Student of the Warsaw Conservatory. From 1915 to 1918, she was a member of the Warsaw Music Society, where she was a student of Mieczysław Michałowicz. From 1919 till 1927 she studied at the Warsaw Conservatory with Józef Jarzębski. She completed her development with Otakar Ševčík (1927–1928) and George Enescu (1932–1934). In the years 1932–1934 she was the concertmaster of the Orchestra of the Polish Radio in Warsaw, and following this in 1937 became the second concertmaster of the Warsaw Philharmonic. At the same time, she was first violin in the string quartet of the Warsaw music society and member of the Polish string quartet. Playing in a duo with Karol Szymanowski she influenced similar compositions. During the 1940s she performed as soloist with orchestras in many countries.
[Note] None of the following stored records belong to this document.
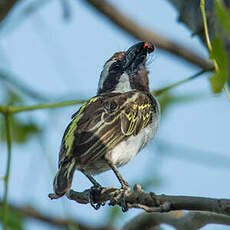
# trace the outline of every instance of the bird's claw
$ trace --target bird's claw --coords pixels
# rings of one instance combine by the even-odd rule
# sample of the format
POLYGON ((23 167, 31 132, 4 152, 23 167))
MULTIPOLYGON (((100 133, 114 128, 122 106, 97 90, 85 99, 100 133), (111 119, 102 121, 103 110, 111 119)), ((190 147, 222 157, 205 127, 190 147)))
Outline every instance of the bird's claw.
POLYGON ((102 191, 103 187, 101 185, 94 185, 93 187, 90 188, 89 191, 89 202, 90 205, 95 209, 98 210, 101 206, 104 206, 104 202, 97 202, 96 197, 99 195, 102 191))

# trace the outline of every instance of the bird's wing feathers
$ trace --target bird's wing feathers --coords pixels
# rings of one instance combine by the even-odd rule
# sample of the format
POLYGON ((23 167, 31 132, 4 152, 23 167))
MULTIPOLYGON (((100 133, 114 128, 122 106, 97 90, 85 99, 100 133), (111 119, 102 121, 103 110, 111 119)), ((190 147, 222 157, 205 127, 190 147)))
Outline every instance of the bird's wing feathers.
POLYGON ((67 127, 59 163, 74 157, 98 159, 121 141, 137 135, 152 120, 152 98, 142 92, 105 94, 85 103, 67 127))

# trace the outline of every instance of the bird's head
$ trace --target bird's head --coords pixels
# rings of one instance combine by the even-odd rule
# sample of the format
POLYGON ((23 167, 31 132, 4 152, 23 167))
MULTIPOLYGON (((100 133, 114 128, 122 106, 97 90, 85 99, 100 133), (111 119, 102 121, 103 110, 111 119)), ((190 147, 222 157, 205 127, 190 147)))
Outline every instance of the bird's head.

During the German occupation, a regular concert career was not possible, and instead she formed a piano trio with Kazimierz Wiłkomirski (cellist) and pianist Maria Wiłkomirska, which appeared regularly at a cafe-house in Zachęta-Gebäude. She took part in close to a hundred concerts before the start of World War II. In occupied Poland she refused an offer to play for the Nazi Germans, went into hiding and joined the Polish resistance (Armia Krajowa) as a medic. She took part in the Warsaw Uprising, was captured by the Germans but managed to escape during transit. After the war she became a professor at the Academy of Music in Kraków, and Academy's Rector between 1964 and 1966. She was active in various music-related organizations, and a judge in many musical competitions in Poland and abroad.